La novela es un canto a la
amistad auténtica, firme, sin connotaciones sexuales de ningún tipo pero, al
propio tiempo, refleja esta otra realidad: que lo inmutable e imperecedero no es
tal cuando las tormentas políticas condicionan el futuro y la vida de las
personas.
Los Schwartz no podían
entender que el nazismo había llegado para quedarse. Para ellos era una especie
de divieso que el sano cuerpo social alemán terminaría por expulsar.
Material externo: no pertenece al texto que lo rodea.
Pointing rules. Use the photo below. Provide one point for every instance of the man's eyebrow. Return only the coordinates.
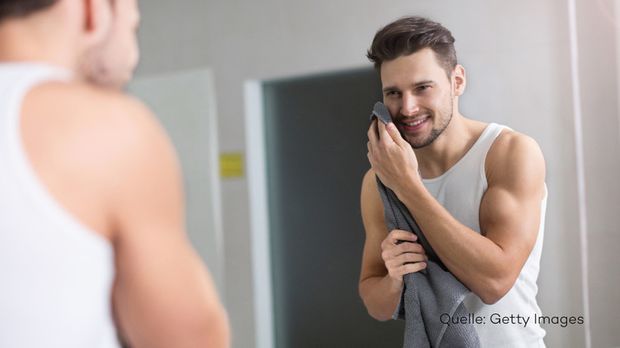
(417, 84)
(390, 89)
(425, 82)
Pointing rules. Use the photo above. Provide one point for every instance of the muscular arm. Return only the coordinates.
(163, 295)
(489, 263)
(105, 159)
(379, 290)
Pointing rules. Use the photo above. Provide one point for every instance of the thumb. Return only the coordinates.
(395, 134)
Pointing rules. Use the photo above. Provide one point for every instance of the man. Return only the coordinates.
(476, 190)
(92, 240)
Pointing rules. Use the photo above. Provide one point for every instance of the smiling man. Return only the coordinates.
(476, 190)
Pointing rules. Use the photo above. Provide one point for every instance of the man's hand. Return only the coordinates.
(402, 255)
(391, 156)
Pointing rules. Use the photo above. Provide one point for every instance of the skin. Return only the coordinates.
(417, 87)
(130, 188)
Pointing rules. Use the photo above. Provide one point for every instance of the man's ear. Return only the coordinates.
(97, 19)
(460, 81)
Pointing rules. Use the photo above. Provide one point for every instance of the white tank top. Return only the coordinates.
(460, 191)
(56, 275)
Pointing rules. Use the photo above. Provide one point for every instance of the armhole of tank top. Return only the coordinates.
(27, 177)
(483, 170)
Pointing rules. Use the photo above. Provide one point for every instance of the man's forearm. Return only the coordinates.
(381, 296)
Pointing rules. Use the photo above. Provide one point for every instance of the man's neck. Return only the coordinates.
(453, 143)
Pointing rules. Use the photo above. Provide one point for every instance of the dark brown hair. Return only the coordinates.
(22, 8)
(408, 35)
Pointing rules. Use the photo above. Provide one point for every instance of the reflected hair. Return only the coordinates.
(22, 8)
(408, 35)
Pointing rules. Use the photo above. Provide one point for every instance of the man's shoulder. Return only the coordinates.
(513, 156)
(101, 130)
(86, 116)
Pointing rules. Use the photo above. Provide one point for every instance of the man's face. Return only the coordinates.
(419, 95)
(114, 60)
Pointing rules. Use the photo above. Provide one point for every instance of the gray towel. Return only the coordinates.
(430, 293)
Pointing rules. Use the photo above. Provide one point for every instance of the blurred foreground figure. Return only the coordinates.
(92, 238)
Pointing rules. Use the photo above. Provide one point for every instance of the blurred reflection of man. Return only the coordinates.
(476, 190)
(91, 218)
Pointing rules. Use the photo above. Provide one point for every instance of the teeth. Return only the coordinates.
(414, 123)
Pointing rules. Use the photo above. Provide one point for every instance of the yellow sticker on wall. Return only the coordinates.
(231, 165)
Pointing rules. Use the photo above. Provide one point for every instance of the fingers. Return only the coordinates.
(395, 134)
(399, 235)
(408, 268)
(372, 131)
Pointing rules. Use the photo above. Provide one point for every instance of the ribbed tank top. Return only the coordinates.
(460, 191)
(56, 274)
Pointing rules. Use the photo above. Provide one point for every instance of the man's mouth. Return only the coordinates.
(414, 124)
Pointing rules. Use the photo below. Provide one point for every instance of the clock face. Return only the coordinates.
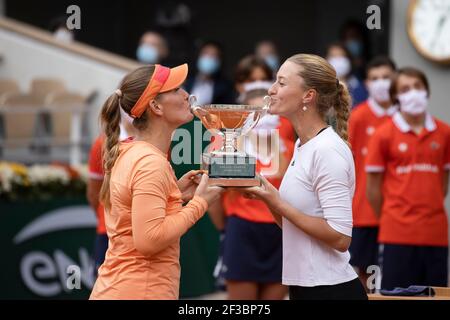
(429, 28)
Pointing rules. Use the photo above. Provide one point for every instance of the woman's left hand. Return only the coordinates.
(188, 184)
(266, 192)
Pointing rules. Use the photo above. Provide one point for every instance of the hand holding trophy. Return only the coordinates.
(228, 166)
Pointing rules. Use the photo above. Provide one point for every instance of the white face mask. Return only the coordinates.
(413, 102)
(379, 89)
(342, 66)
(63, 35)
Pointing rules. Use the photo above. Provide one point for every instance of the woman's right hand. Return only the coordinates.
(207, 192)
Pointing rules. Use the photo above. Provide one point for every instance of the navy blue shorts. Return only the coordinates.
(252, 251)
(100, 247)
(364, 247)
(404, 265)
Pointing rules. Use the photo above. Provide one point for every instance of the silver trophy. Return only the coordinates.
(228, 166)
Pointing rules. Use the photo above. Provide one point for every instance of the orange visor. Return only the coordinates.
(163, 79)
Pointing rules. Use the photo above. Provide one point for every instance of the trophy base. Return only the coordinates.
(230, 170)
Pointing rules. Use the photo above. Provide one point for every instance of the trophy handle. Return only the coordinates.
(267, 101)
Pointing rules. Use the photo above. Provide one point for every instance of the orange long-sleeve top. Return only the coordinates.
(144, 225)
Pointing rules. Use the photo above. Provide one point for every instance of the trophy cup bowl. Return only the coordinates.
(229, 167)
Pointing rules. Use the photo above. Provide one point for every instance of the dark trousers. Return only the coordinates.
(352, 290)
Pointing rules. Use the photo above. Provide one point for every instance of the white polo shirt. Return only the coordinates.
(319, 182)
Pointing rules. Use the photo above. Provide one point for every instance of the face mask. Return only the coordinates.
(413, 102)
(379, 89)
(208, 65)
(63, 35)
(147, 54)
(272, 62)
(341, 65)
(355, 47)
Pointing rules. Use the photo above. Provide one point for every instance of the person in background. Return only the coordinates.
(250, 230)
(339, 57)
(407, 169)
(364, 120)
(209, 84)
(267, 50)
(58, 26)
(250, 69)
(314, 204)
(95, 183)
(152, 48)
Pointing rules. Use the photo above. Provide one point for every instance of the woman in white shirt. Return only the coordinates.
(314, 204)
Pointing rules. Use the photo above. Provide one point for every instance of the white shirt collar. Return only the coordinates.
(378, 110)
(403, 126)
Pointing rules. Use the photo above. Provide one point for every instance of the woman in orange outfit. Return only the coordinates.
(143, 200)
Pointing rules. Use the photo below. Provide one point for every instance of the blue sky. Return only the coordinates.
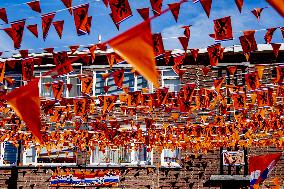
(190, 14)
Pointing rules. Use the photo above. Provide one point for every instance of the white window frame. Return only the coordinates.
(133, 159)
(170, 164)
(42, 164)
(2, 151)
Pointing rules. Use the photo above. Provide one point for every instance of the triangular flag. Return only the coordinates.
(120, 10)
(58, 25)
(73, 48)
(175, 7)
(33, 29)
(278, 5)
(144, 13)
(118, 77)
(16, 32)
(257, 12)
(259, 69)
(92, 52)
(35, 6)
(269, 34)
(106, 2)
(68, 4)
(167, 57)
(49, 50)
(136, 47)
(194, 53)
(81, 18)
(2, 71)
(239, 4)
(156, 6)
(184, 42)
(3, 15)
(205, 70)
(275, 48)
(232, 69)
(206, 4)
(23, 97)
(46, 21)
(24, 53)
(186, 31)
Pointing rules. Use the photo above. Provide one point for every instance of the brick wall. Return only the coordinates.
(194, 172)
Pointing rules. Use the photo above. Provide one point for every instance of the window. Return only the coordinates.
(170, 80)
(9, 154)
(58, 155)
(170, 158)
(120, 155)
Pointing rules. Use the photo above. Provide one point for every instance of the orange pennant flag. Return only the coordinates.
(275, 48)
(23, 97)
(239, 4)
(278, 5)
(2, 71)
(136, 47)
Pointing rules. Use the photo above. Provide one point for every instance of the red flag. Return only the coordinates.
(24, 53)
(35, 6)
(89, 24)
(269, 34)
(186, 31)
(257, 12)
(144, 13)
(120, 10)
(167, 57)
(156, 6)
(206, 4)
(49, 50)
(261, 166)
(194, 53)
(223, 29)
(92, 52)
(158, 44)
(118, 77)
(136, 47)
(57, 88)
(178, 61)
(275, 48)
(282, 31)
(175, 7)
(205, 70)
(248, 42)
(27, 69)
(68, 4)
(214, 52)
(232, 69)
(106, 2)
(278, 5)
(62, 62)
(16, 32)
(46, 21)
(3, 15)
(184, 42)
(2, 71)
(81, 18)
(69, 87)
(79, 106)
(116, 24)
(58, 25)
(33, 29)
(252, 80)
(23, 97)
(87, 84)
(73, 48)
(239, 4)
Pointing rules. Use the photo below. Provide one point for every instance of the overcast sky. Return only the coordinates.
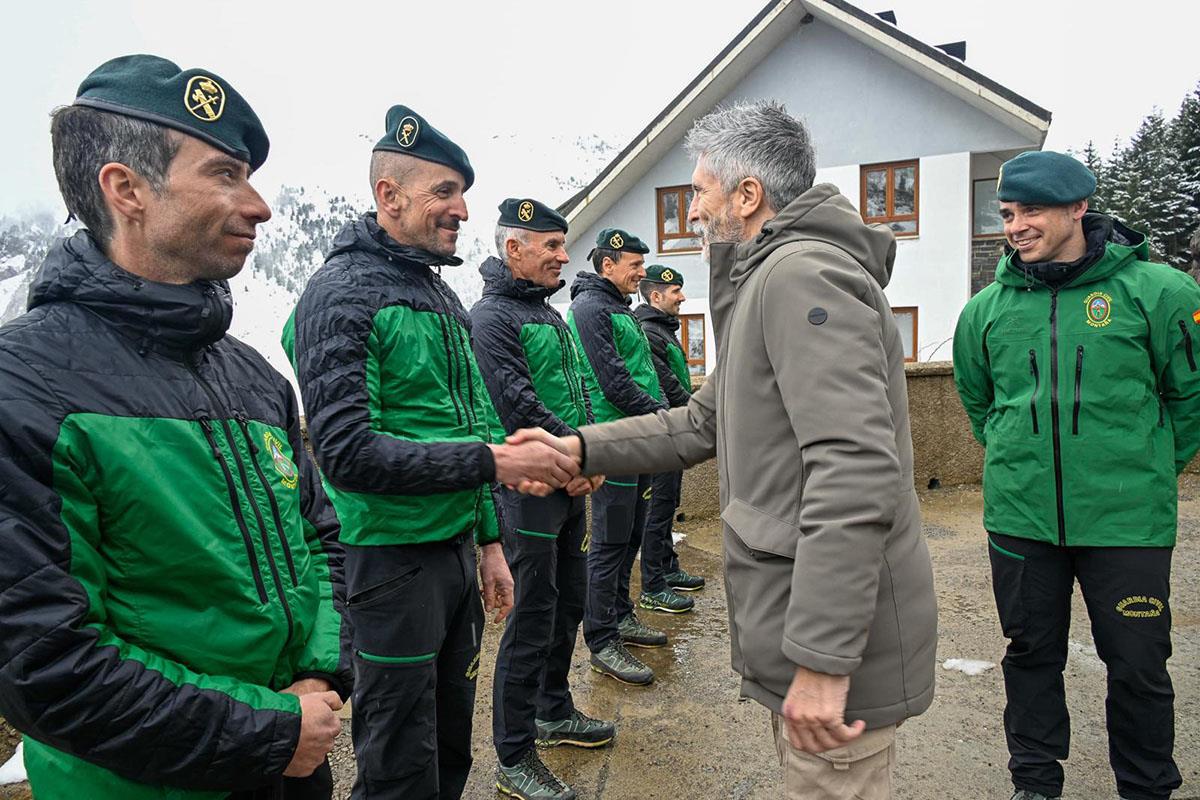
(322, 76)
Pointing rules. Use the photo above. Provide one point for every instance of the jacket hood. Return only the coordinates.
(648, 313)
(498, 281)
(169, 318)
(1111, 246)
(821, 214)
(592, 282)
(366, 235)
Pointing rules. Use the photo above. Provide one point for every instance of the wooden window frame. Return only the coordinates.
(684, 232)
(910, 358)
(889, 216)
(683, 340)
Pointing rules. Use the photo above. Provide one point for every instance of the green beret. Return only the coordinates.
(1044, 178)
(618, 240)
(531, 215)
(409, 133)
(196, 102)
(659, 274)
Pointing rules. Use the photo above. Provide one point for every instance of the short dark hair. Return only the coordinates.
(647, 287)
(601, 253)
(84, 139)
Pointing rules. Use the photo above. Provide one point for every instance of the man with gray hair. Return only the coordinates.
(832, 609)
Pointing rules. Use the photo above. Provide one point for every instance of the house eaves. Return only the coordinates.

Una anécdota lo ejemplifica:
“Un día apostaron a un nazi
frente al consultorio de mi padre, con la siguiente pancarta: «Cuidado,
alemanes. Eludid a los judíos. Todos quienes tienen contacto con un judío se
contaminan». Mi padre se puso su uniforme de oficial con todas sus
condecoraciones, incluida la Cruz de Hierro de Primera Clase, y se colocó junto
al nazi. Éste se sintió cada vez más turbado y gradualmente se fue congregando
una multitud. Al principio los espectadores permanecieron callados, mas a
medida que aumentaba su número surgieron murmullos que finalmente se
transformaron en burlas agresivas.
Pero su hostilidad estaba
dirigida contra el nazi, y fue éste quien al cabo de poco tiempo tomó sus bártulos
y partió. No volvió ni fue reemplazado.”
Finalmente toman medidas para
alejar a su hijo de aquella situación y lo mandan con un familiar a Estados
Unidos. Pero ellos se quedan para morir en su tierra.
Muchos años después Hans se “reencuentra”
con Konstantin. Pero de una forma especial. Extraña. Y ese final, que no
desvelaré, es lo mejor de la novela.